I spent a total of 25 days in the hospital during the month of August. I had to learn how to walk again. I was discharged with home health care since I am not strong enough to care for myself after the damage my body sustained. I get around with compression socks and a cane, and I require use of a wheelchair for doctors visits or grocery shopping, since my lungs are still in the early stages of recovery. I’m receiving physical and occupational therapy on a regular basis to help me learn how to function after DVT, PE, and May-Thurner Syndrome.

I’m slowly learning there are positives after these life-altering events. I’m constantly being reminded that I’m lucky to be alive. According to my hospitalist, I had “youth on my side” because if I was any older, the outcome would not have been favorable due to the severity of my situation. I have a long road ahead of me full of weekly blood tests, and many medications to take, such as blood thinners and antiplatelets to prevent any future episodes. I’m taking life one day at a time and learning to appreciate the amount of stress the human body can sustain and overcome despite the odds.

Every day is a struggle, but every day does get easier. I wish I had been more educated about blood clots. I feel as though I wrote them off as an “old person” condition, which is most certainly not the case. I had the perfect storm of factors that caused this situation to happen at my young age, but it was actually a blessing in disguise. May-Thurner Syndrome is a rare vascular condition that is not usually diagnosed without visually looking at the compressed vein. If it wasn’t for my initial surgery to correct my digestive issues in July, this could have gone undiagnosed for years, and maybe my heart would not have been as youthful to save me by that time.

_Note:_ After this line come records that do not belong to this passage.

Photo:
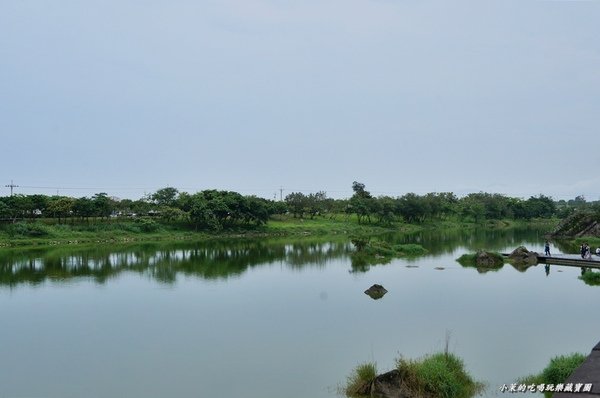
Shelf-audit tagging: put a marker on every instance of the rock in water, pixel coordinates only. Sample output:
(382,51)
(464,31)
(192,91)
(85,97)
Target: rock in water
(376,291)
(522,256)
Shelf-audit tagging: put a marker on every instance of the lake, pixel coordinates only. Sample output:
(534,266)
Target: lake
(276,318)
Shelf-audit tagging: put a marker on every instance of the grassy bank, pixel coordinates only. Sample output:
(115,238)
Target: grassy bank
(49,233)
(440,375)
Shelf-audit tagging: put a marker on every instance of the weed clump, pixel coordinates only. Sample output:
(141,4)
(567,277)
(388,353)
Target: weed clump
(439,375)
(591,278)
(360,379)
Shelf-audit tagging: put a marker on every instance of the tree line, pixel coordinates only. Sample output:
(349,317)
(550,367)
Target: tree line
(208,209)
(218,209)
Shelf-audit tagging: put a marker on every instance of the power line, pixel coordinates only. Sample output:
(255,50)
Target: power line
(11,185)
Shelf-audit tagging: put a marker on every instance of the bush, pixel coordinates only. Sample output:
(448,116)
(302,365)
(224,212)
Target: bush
(147,225)
(438,375)
(362,376)
(591,278)
(24,229)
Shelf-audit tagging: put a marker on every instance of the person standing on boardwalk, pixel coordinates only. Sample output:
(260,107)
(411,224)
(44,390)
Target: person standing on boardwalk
(588,252)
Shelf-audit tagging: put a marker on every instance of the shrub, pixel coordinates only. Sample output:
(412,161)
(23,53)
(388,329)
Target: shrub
(591,278)
(438,375)
(147,225)
(24,229)
(361,378)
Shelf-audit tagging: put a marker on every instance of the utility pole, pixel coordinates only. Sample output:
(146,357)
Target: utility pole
(11,186)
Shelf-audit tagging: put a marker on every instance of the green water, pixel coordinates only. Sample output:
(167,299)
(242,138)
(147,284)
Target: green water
(273,318)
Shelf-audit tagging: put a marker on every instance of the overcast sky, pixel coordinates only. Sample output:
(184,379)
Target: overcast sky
(127,97)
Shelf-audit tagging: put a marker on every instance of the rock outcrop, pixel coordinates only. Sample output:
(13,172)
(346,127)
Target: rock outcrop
(489,260)
(387,385)
(376,292)
(522,256)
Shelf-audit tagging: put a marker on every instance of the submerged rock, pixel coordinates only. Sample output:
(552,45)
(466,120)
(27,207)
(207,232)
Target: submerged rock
(521,256)
(489,259)
(389,385)
(376,291)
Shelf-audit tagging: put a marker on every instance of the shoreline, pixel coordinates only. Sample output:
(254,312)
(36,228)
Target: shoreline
(120,232)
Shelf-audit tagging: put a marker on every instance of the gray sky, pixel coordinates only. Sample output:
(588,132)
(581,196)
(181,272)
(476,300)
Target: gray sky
(127,97)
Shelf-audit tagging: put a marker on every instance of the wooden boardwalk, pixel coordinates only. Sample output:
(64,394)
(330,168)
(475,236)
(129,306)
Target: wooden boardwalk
(588,373)
(570,260)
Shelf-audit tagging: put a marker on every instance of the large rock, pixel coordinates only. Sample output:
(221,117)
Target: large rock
(522,256)
(376,291)
(389,385)
(489,260)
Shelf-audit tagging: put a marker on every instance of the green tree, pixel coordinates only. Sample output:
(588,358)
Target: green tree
(297,203)
(165,197)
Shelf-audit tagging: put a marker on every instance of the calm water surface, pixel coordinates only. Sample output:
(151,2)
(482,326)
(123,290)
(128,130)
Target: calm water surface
(275,319)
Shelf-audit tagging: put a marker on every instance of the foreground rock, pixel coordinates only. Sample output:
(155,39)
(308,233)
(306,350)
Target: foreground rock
(376,292)
(387,385)
(489,259)
(521,256)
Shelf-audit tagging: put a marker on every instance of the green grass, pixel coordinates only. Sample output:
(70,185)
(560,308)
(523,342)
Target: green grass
(558,370)
(591,278)
(470,260)
(361,377)
(440,375)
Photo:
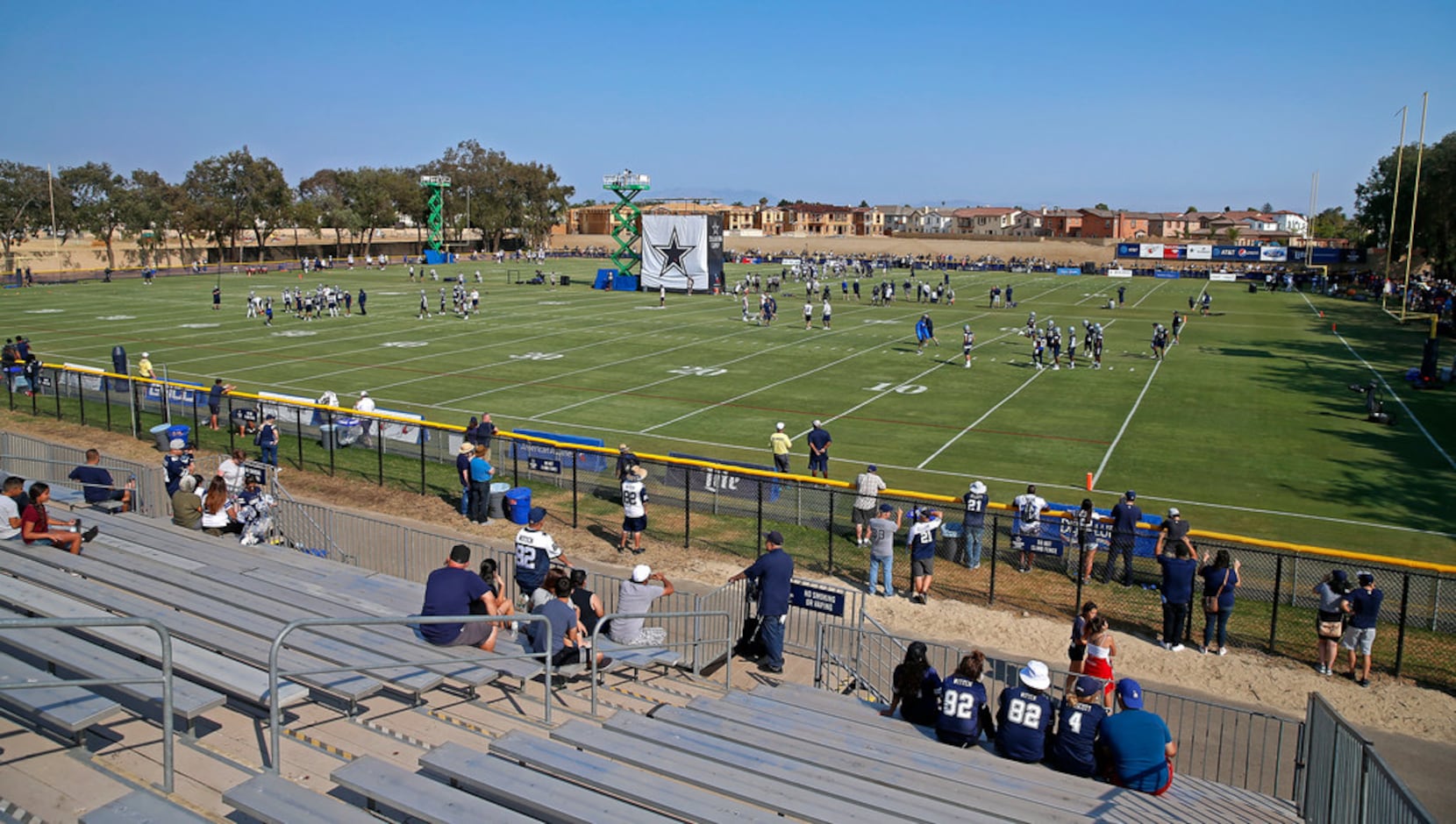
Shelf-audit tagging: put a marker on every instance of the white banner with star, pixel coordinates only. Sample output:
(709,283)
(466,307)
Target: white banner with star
(674,252)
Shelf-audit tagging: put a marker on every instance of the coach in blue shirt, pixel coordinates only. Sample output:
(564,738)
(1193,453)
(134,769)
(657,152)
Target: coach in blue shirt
(772,572)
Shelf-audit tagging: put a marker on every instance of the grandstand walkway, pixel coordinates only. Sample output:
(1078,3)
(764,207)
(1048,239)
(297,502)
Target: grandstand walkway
(395,737)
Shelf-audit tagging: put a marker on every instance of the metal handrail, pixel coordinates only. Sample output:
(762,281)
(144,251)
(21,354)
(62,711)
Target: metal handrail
(274,673)
(693,643)
(165,678)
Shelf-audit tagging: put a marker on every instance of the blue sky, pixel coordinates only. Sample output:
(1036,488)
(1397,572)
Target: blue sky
(1061,103)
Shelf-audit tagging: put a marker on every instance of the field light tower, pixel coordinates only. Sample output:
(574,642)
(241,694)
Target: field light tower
(626,217)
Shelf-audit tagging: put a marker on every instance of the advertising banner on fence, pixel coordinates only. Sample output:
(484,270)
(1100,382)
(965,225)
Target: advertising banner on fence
(718,480)
(544,454)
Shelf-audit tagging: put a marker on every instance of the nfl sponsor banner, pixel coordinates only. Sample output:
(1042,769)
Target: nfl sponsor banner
(674,251)
(719,480)
(549,458)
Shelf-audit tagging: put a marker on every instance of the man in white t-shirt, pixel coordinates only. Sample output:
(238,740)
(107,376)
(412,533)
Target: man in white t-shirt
(637,597)
(1028,523)
(366,405)
(633,510)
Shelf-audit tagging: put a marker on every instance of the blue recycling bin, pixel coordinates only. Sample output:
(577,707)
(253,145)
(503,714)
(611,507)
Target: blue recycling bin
(518,504)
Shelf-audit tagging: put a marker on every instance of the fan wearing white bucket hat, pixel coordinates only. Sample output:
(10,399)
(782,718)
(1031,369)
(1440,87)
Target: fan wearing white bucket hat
(1024,718)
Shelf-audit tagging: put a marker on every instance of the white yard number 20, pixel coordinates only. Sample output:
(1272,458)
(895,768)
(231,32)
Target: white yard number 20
(1024,714)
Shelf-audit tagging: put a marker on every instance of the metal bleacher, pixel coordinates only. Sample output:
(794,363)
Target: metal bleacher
(772,753)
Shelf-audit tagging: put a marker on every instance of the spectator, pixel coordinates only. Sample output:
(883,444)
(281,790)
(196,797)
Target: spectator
(973,522)
(1126,515)
(1219,581)
(635,597)
(587,603)
(535,553)
(772,574)
(463,472)
(882,548)
(218,515)
(1024,716)
(1078,650)
(175,463)
(818,451)
(98,485)
(267,440)
(1101,650)
(232,471)
(481,475)
(11,508)
(1177,586)
(187,506)
(1134,747)
(562,635)
(450,592)
(1072,750)
(916,687)
(214,401)
(633,510)
(1330,621)
(37,526)
(922,552)
(1363,607)
(1028,515)
(781,444)
(964,712)
(868,487)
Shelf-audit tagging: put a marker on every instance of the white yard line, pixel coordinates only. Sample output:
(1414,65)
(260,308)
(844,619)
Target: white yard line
(1389,390)
(1126,421)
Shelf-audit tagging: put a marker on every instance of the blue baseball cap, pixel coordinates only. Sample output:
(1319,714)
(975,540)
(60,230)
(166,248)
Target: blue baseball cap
(1131,693)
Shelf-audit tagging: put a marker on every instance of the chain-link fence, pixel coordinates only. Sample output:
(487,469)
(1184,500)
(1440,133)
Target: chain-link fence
(727,507)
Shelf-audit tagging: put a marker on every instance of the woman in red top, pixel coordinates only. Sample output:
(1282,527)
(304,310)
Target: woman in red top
(35,524)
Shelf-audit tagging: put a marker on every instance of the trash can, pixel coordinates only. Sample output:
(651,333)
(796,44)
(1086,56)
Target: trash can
(180,431)
(161,434)
(498,500)
(518,504)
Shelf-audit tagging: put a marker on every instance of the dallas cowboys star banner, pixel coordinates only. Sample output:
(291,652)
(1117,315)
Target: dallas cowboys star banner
(679,251)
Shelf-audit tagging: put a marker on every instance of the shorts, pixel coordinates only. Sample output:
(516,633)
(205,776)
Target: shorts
(475,634)
(1357,638)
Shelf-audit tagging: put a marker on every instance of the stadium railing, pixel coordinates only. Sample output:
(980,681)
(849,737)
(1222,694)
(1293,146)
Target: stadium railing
(725,507)
(1345,781)
(1232,746)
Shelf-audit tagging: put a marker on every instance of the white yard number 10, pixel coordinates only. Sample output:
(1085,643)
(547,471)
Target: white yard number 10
(1024,714)
(902,389)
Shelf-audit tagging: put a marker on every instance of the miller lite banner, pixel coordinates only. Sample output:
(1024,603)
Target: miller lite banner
(682,252)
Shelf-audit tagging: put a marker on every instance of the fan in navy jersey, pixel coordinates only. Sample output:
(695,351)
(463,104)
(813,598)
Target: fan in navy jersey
(1076,729)
(1024,716)
(964,714)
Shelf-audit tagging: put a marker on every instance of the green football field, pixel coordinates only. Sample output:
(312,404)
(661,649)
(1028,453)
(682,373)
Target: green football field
(1248,427)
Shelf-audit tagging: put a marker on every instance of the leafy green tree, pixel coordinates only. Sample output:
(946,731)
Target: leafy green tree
(22,204)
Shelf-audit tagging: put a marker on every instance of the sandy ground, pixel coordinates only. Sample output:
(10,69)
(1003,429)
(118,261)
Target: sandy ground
(1242,678)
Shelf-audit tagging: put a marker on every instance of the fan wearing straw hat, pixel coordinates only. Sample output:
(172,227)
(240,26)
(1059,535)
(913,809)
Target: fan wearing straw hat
(1024,716)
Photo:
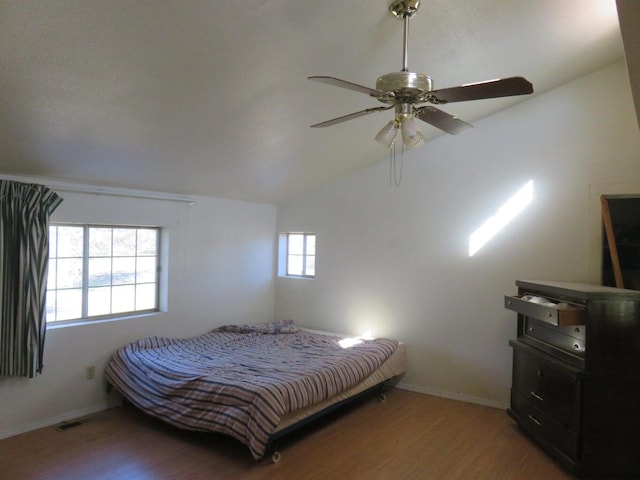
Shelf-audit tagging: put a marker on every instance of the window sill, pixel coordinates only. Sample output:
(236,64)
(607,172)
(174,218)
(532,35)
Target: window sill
(75,323)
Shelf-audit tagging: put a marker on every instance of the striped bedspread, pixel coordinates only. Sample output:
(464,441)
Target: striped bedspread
(239,381)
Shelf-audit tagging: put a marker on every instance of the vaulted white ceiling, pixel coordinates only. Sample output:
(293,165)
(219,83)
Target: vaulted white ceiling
(210,97)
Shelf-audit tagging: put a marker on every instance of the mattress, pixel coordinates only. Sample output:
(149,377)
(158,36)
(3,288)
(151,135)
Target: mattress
(248,381)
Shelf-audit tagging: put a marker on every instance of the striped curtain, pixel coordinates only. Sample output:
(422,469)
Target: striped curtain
(24,256)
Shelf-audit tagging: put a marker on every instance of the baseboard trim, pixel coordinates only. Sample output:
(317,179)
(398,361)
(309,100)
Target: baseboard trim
(453,396)
(47,422)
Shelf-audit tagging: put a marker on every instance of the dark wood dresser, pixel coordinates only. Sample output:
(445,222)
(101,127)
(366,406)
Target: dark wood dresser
(576,375)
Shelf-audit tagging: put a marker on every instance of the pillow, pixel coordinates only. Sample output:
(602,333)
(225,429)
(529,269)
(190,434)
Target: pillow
(284,326)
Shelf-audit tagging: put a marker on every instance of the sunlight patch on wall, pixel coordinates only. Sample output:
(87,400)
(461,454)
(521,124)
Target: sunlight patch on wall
(503,216)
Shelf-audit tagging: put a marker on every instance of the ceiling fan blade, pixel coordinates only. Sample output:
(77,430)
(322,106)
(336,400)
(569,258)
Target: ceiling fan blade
(504,87)
(344,118)
(336,82)
(442,120)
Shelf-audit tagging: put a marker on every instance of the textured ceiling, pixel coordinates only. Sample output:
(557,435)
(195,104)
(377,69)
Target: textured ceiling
(211,97)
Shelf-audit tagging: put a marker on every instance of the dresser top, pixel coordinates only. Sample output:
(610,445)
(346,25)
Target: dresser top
(578,290)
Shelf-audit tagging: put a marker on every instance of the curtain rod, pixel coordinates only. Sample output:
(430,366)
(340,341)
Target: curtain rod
(100,190)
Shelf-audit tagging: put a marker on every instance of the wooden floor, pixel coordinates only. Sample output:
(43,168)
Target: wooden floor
(410,436)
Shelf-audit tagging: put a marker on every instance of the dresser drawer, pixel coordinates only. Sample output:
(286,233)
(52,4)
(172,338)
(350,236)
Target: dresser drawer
(570,339)
(553,314)
(555,389)
(544,429)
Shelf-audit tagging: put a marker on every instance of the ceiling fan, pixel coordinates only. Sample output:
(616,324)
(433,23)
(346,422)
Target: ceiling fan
(406,91)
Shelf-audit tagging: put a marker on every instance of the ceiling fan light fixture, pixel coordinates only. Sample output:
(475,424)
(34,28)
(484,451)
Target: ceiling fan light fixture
(387,135)
(411,136)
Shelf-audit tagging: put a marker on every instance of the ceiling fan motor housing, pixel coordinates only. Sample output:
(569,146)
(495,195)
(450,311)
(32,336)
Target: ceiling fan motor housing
(406,86)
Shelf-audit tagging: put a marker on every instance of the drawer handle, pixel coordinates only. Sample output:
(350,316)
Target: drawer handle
(535,420)
(536,396)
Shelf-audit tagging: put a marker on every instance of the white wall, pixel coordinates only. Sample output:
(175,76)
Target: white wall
(395,260)
(221,270)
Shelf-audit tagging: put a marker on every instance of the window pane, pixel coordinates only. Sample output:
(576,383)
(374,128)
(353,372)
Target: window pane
(296,244)
(124,242)
(99,301)
(294,265)
(69,304)
(146,271)
(311,244)
(51,307)
(124,271)
(70,241)
(147,241)
(122,276)
(146,296)
(69,273)
(53,241)
(310,266)
(100,242)
(51,274)
(123,299)
(99,272)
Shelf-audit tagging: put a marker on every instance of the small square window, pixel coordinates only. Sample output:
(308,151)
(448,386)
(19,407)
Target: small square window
(297,255)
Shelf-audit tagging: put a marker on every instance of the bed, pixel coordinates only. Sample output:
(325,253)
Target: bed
(255,383)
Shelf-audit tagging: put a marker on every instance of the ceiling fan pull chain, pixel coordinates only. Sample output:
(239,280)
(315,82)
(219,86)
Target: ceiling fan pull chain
(405,47)
(395,175)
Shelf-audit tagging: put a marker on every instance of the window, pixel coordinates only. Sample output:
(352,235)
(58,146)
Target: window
(101,271)
(301,255)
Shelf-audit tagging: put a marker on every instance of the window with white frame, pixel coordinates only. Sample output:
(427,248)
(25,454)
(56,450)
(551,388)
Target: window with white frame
(301,255)
(101,271)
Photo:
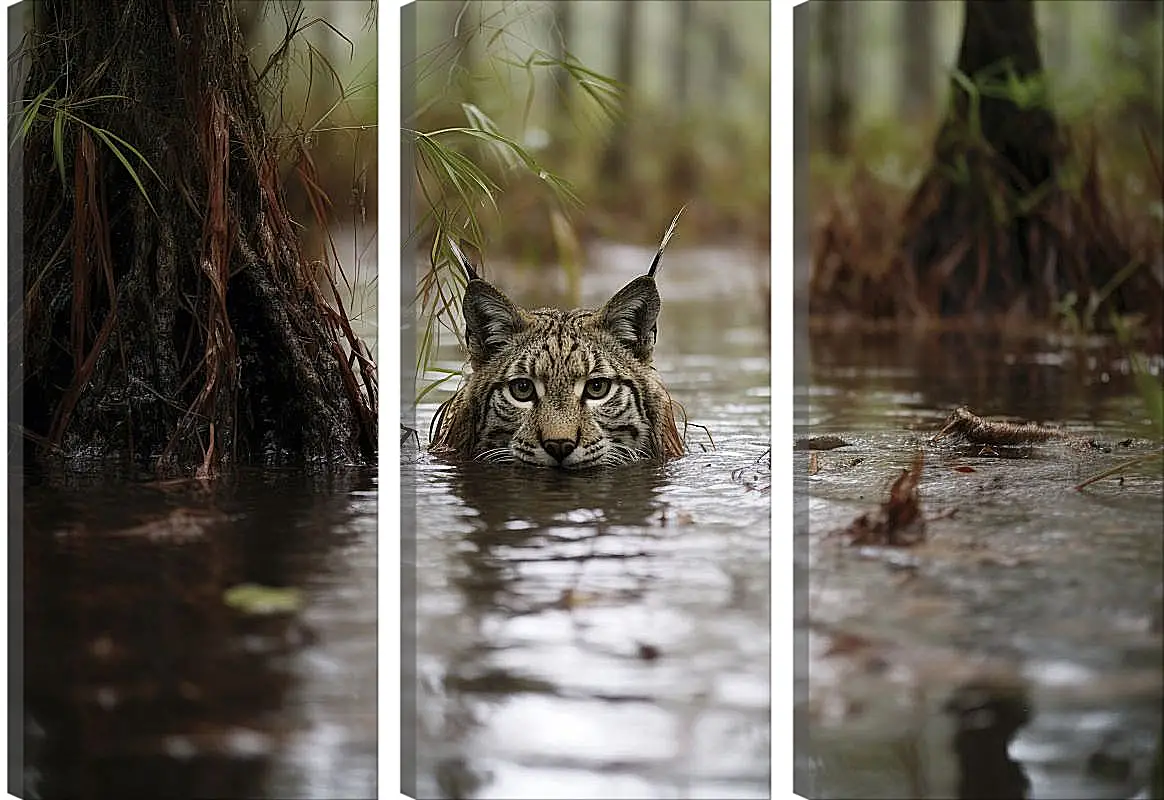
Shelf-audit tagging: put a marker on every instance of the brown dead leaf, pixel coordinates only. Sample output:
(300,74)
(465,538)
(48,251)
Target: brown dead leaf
(898,522)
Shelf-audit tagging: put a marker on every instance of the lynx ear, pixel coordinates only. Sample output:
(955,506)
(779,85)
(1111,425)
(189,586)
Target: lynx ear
(490,320)
(631,314)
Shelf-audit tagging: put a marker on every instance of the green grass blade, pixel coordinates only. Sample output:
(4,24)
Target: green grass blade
(58,143)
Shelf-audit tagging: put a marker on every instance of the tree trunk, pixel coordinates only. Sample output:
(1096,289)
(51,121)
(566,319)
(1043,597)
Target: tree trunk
(991,228)
(1137,22)
(171,323)
(836,57)
(681,55)
(916,58)
(561,35)
(617,157)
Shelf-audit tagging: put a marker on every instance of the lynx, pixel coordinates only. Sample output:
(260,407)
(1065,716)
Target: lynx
(565,389)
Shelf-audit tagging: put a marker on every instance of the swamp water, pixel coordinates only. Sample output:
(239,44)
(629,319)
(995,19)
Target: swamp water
(189,641)
(1020,644)
(146,675)
(605,635)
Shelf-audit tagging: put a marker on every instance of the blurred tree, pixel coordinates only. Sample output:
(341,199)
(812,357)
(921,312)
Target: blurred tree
(561,36)
(681,55)
(462,18)
(991,227)
(837,83)
(916,58)
(169,316)
(616,157)
(1138,25)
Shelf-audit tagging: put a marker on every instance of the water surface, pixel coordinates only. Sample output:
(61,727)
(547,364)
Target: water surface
(1021,642)
(605,635)
(141,679)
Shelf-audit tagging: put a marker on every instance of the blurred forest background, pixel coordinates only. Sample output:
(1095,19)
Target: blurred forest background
(879,89)
(637,107)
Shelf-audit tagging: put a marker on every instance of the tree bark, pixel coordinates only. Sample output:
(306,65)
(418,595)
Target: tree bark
(838,103)
(991,228)
(1136,22)
(175,324)
(561,34)
(616,158)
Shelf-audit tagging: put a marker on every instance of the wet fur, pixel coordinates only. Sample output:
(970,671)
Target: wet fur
(560,349)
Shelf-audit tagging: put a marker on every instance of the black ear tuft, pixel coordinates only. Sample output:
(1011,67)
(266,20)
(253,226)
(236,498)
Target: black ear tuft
(490,320)
(631,316)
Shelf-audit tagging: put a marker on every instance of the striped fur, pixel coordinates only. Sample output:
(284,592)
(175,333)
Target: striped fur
(566,389)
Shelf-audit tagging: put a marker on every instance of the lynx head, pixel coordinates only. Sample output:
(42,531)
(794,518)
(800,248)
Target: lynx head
(568,389)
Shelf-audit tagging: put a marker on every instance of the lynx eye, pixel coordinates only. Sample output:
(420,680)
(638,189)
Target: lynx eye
(596,388)
(522,389)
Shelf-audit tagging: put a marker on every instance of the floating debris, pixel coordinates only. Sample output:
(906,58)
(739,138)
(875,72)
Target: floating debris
(821,443)
(898,522)
(255,600)
(967,426)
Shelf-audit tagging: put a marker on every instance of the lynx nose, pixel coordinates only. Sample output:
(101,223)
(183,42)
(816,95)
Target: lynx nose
(558,448)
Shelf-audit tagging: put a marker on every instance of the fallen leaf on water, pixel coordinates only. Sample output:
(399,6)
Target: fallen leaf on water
(899,521)
(262,600)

My messages for people who read my story:

  1. Educate yourself. Don’t ever assume you are untouchable from these conditions.
  2. Advocate for yourself. If you know something is wrong with your body, do not stop until you are heard and get answers. Question your doctors. They may have the medical degree, but you know your body best.
  3. DVTs can present as a pulled muscle. Do not wait to seek medical attention. This is treatable if appropriate and timely measures are taken.
  4. May-Thurner Syndrome is not typically diagnosed until after a blood clot occurs.
  5. DVTs, PEs, and May-Thurner Syndrome are life-altering and sometimes deadly conditions, but there is life after blood clots.